接着工法で使用される接着剤はエポキシ樹脂系のものがほとんどである。
下地の不陸が大きい場合は接着剤を点付けにして、アジャストするように下から上へ張り上げていく。
床との取り合いにはスペーサーを置き固定する。目地を設ける場合は目地部にスペーサーを置き準じ積み上げていく。
特に注意が必要なのは石材の段違いである。さしがねや定規を使い段違いを修正しながら、くさびと面押えで調整する。
1回の作業では約2mの高さまでとする。(石材の自重により落下、はらみなどを避けるため)
目地は御影石の場合約3mm、大理石はねむり目地が多い。3~4mスパン毎に伸縮目地を設ける。
他の材料との取り合い部は伸縮目地を入れる。目地材は変成シリコーン系を使用する。(通常のシリコーンでは後で汚れが目立つ場合がある。)
③床面の施工
床面の施工は湿式下地の場合はセメント系の接着剤を推奨する。基本的には舗石の施工と同じである。
バサモルタルを下地に30~50mmほど敷く。
石材とモルタルとの間に隙間が出来ないように均一にならし、石材を置いてゴムハンマーで叩きながら仕上がり面を調整する。
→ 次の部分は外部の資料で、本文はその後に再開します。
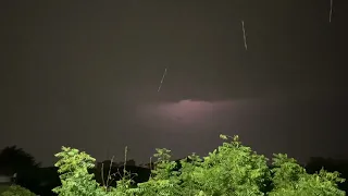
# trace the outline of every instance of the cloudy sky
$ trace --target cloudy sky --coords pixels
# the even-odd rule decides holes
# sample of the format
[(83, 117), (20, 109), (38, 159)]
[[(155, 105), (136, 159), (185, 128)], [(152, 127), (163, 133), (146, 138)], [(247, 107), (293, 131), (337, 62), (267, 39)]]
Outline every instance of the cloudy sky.
[(50, 166), (62, 145), (98, 160), (128, 146), (140, 163), (156, 147), (204, 155), (224, 133), (268, 156), (348, 158), (348, 2), (328, 13), (328, 0), (2, 1), (0, 148)]

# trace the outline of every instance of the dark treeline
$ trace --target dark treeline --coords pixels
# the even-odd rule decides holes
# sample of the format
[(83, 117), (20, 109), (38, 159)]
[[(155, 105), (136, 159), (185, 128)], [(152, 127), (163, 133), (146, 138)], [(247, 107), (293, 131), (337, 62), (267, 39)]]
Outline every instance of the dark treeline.
[[(178, 160), (176, 162), (176, 170), (178, 170), (181, 164)], [(150, 166), (153, 167), (153, 163), (136, 166), (134, 160), (127, 160), (125, 164), (124, 162), (105, 160), (97, 162), (90, 173), (95, 174), (100, 185), (115, 186), (116, 181), (123, 176), (124, 166), (125, 170), (132, 173), (135, 183), (141, 183), (149, 180)], [(318, 172), (322, 168), (331, 172), (338, 171), (341, 173), (341, 177), (348, 179), (348, 160), (315, 157), (311, 158), (304, 168), (309, 173)], [(55, 195), (52, 193), (52, 188), (61, 185), (58, 168), (40, 167), (33, 156), (16, 146), (7, 147), (0, 152), (0, 176), (15, 176), (11, 183), (26, 187), (37, 195)], [(339, 184), (339, 188), (347, 192), (348, 182)]]

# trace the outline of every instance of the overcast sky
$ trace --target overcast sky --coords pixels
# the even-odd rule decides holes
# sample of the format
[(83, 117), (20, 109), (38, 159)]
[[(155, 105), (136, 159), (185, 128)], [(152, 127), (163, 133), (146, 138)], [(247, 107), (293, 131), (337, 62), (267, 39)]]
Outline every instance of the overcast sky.
[(140, 163), (157, 147), (204, 155), (224, 133), (266, 156), (348, 158), (348, 1), (328, 12), (328, 0), (1, 1), (0, 148), (50, 166), (62, 145), (100, 161), (127, 145)]

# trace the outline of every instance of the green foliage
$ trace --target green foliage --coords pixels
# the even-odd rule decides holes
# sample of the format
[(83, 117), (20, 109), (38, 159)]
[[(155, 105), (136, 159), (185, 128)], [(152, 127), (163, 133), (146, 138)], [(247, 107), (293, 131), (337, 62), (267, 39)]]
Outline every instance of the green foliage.
[(35, 194), (24, 187), (11, 185), (1, 196), (35, 196)]
[(148, 182), (134, 186), (125, 170), (116, 187), (100, 187), (88, 173), (95, 159), (77, 149), (63, 147), (60, 160), (62, 186), (54, 188), (61, 196), (339, 196), (337, 172), (321, 170), (308, 174), (295, 159), (274, 155), (273, 169), (268, 159), (241, 145), (238, 136), (221, 135), (224, 143), (207, 157), (196, 154), (178, 162), (171, 160), (171, 150), (156, 149), (154, 169)]
[(54, 193), (60, 196), (92, 196), (101, 192), (94, 174), (88, 173), (88, 169), (95, 167), (94, 158), (69, 147), (62, 147), (62, 151), (55, 157), (60, 158), (55, 167), (59, 167), (62, 185), (55, 187)]
[(345, 180), (337, 172), (321, 170), (315, 174), (308, 174), (295, 159), (286, 155), (274, 155), (272, 169), (274, 189), (270, 196), (344, 196), (345, 192), (337, 188), (337, 183)]

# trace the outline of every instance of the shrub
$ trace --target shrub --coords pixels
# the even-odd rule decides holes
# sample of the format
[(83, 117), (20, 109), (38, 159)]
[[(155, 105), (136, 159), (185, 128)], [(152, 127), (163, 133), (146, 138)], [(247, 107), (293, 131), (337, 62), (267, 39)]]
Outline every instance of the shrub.
[[(88, 173), (95, 159), (73, 148), (62, 148), (55, 156), (62, 186), (60, 196), (344, 196), (337, 183), (345, 180), (337, 172), (321, 170), (308, 174), (295, 159), (274, 155), (273, 169), (268, 159), (241, 145), (238, 136), (221, 135), (225, 142), (209, 156), (192, 154), (179, 162), (171, 161), (171, 150), (157, 149), (154, 169), (148, 182), (134, 186), (130, 174), (116, 187), (103, 188)], [(231, 139), (232, 138), (232, 139)]]

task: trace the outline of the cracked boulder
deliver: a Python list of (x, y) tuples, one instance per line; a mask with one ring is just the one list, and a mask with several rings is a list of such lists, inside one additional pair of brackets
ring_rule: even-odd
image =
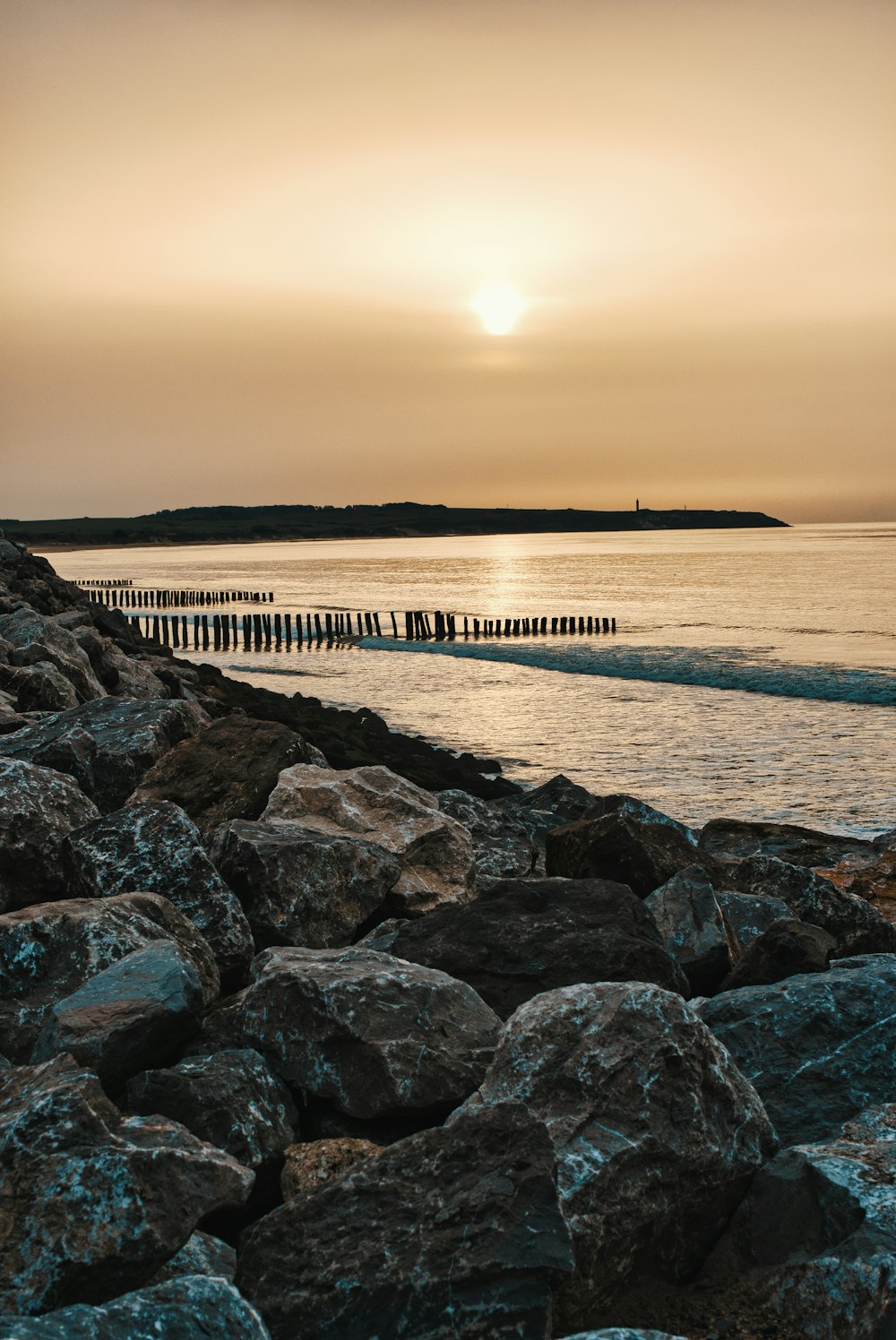
[(178, 805), (129, 804), (98, 817), (68, 835), (64, 860), (72, 896), (161, 894), (205, 937), (221, 977), (248, 967), (255, 946), (245, 914)]
[(272, 1340), (547, 1335), (569, 1272), (554, 1156), (518, 1104), (400, 1140), (254, 1225), (236, 1281)]
[(365, 838), (392, 852), (401, 866), (392, 892), (398, 915), (472, 896), (476, 862), (469, 833), (441, 813), (431, 792), (388, 768), (287, 768), (263, 819), (288, 819), (327, 836)]
[(0, 1073), (0, 1311), (138, 1289), (252, 1174), (164, 1119), (122, 1119), (71, 1057)]
[(0, 911), (67, 896), (63, 840), (97, 817), (71, 777), (0, 756)]
[(626, 1282), (693, 1274), (775, 1148), (757, 1091), (659, 986), (565, 986), (522, 1005), (461, 1111), (503, 1101), (539, 1116), (557, 1151), (575, 1252), (561, 1335), (600, 1321)]
[(389, 953), (469, 982), (502, 1018), (575, 982), (688, 990), (647, 904), (605, 879), (503, 880), (471, 903), (405, 922)]
[(401, 876), (398, 859), (376, 842), (321, 833), (287, 819), (223, 824), (211, 855), (259, 947), (347, 945)]

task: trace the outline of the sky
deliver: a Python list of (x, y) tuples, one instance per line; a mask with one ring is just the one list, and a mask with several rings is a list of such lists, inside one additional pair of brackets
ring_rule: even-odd
[(4, 0), (0, 38), (0, 517), (896, 517), (891, 0)]

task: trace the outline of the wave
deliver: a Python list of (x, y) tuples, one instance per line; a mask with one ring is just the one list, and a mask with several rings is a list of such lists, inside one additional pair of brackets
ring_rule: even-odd
[(608, 679), (644, 679), (651, 683), (766, 693), (779, 698), (896, 706), (896, 673), (837, 665), (791, 665), (755, 649), (630, 647), (606, 643), (596, 647), (593, 643), (515, 641), (396, 642), (390, 638), (362, 638), (358, 646), (378, 651), (496, 661)]

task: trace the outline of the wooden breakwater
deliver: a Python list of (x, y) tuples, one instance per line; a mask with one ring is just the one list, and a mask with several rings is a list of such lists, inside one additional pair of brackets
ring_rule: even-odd
[[(148, 638), (154, 638), (164, 646), (184, 647), (199, 651), (245, 651), (262, 649), (287, 650), (304, 646), (349, 646), (359, 636), (400, 638), (398, 620), (394, 610), (389, 611), (392, 628), (382, 632), (380, 615), (346, 610), (325, 611), (322, 614), (154, 614), (152, 616), (131, 616), (131, 624)], [(435, 610), (432, 620), (428, 611), (404, 611), (404, 641), (408, 642), (453, 642), (457, 638), (478, 641), (479, 638), (531, 638), (531, 636), (587, 636), (616, 632), (616, 619), (597, 615), (555, 615), (530, 616), (519, 619), (483, 619)]]

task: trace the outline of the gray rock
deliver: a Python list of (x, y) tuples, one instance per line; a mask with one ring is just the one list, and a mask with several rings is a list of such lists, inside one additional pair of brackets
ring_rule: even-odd
[(0, 917), (0, 1049), (25, 1063), (54, 1005), (157, 941), (188, 954), (209, 1005), (220, 988), (212, 951), (193, 923), (157, 894), (40, 903)]
[(757, 1087), (782, 1144), (821, 1140), (893, 1096), (896, 957), (746, 986), (699, 1012)]
[(0, 757), (0, 911), (64, 898), (63, 840), (98, 816), (71, 777)]
[(0, 1340), (270, 1340), (262, 1317), (228, 1280), (185, 1276), (91, 1308), (0, 1317)]
[(172, 941), (156, 941), (56, 1001), (31, 1060), (68, 1052), (103, 1084), (119, 1088), (129, 1075), (176, 1053), (201, 1010), (196, 967)]
[(461, 1111), (502, 1101), (541, 1116), (557, 1151), (575, 1250), (561, 1333), (598, 1321), (626, 1282), (696, 1272), (775, 1147), (755, 1089), (659, 986), (565, 986), (527, 1001)]
[(366, 949), (268, 949), (239, 1022), (292, 1088), (373, 1118), (456, 1107), (486, 1073), (500, 1020), (465, 982)]
[(0, 1309), (139, 1288), (252, 1174), (173, 1122), (123, 1120), (71, 1057), (0, 1073)]
[(0, 754), (68, 773), (109, 813), (166, 749), (207, 720), (194, 702), (99, 698), (0, 736)]
[(177, 805), (126, 805), (71, 832), (63, 854), (72, 895), (162, 894), (205, 937), (223, 978), (248, 967), (255, 946), (245, 914)]
[(740, 949), (699, 866), (679, 871), (649, 894), (644, 906), (667, 950), (687, 973), (693, 994), (712, 994), (731, 972)]
[(249, 1229), (239, 1288), (274, 1340), (546, 1336), (571, 1264), (553, 1162), (516, 1104), (423, 1131)]
[(145, 1071), (127, 1084), (126, 1106), (161, 1112), (245, 1167), (275, 1159), (295, 1139), (298, 1114), (286, 1085), (251, 1049), (223, 1051)]
[(398, 860), (373, 842), (288, 820), (235, 819), (215, 831), (211, 855), (259, 947), (347, 945), (401, 875)]

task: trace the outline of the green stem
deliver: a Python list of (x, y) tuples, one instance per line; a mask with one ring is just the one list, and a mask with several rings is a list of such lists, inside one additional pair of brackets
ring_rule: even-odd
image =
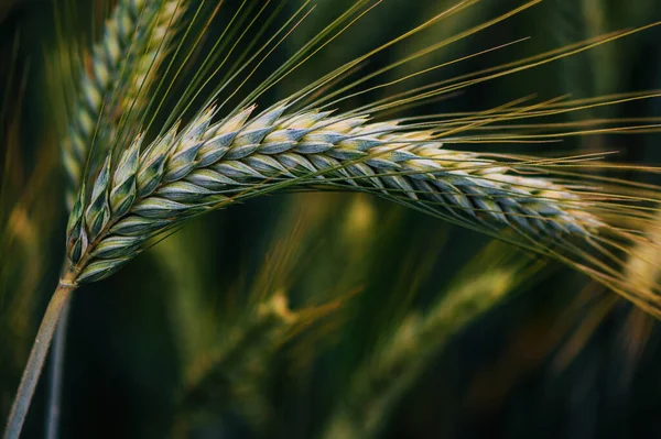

石材を取り除き、石材に貼り付け用セメント系接着剤を付け再度ゴムハンマーで叩きながら仕上がり面を調整する。
床面がボード類の場合は床組みをしっかり行ない、施工後のたわみが出ないようにする。
☆ポイント1・・・接着剤は高粘度のものを使用する。
☆ポイント2・・・石材によっては変色する場合がある(特に天然大理石)。予め使用する接着剤で汚染しみが出ないことを確認する。
☆ポイント3・・・1回の施工では高く積み上げない。石材によっては直角が充分でない場合もある。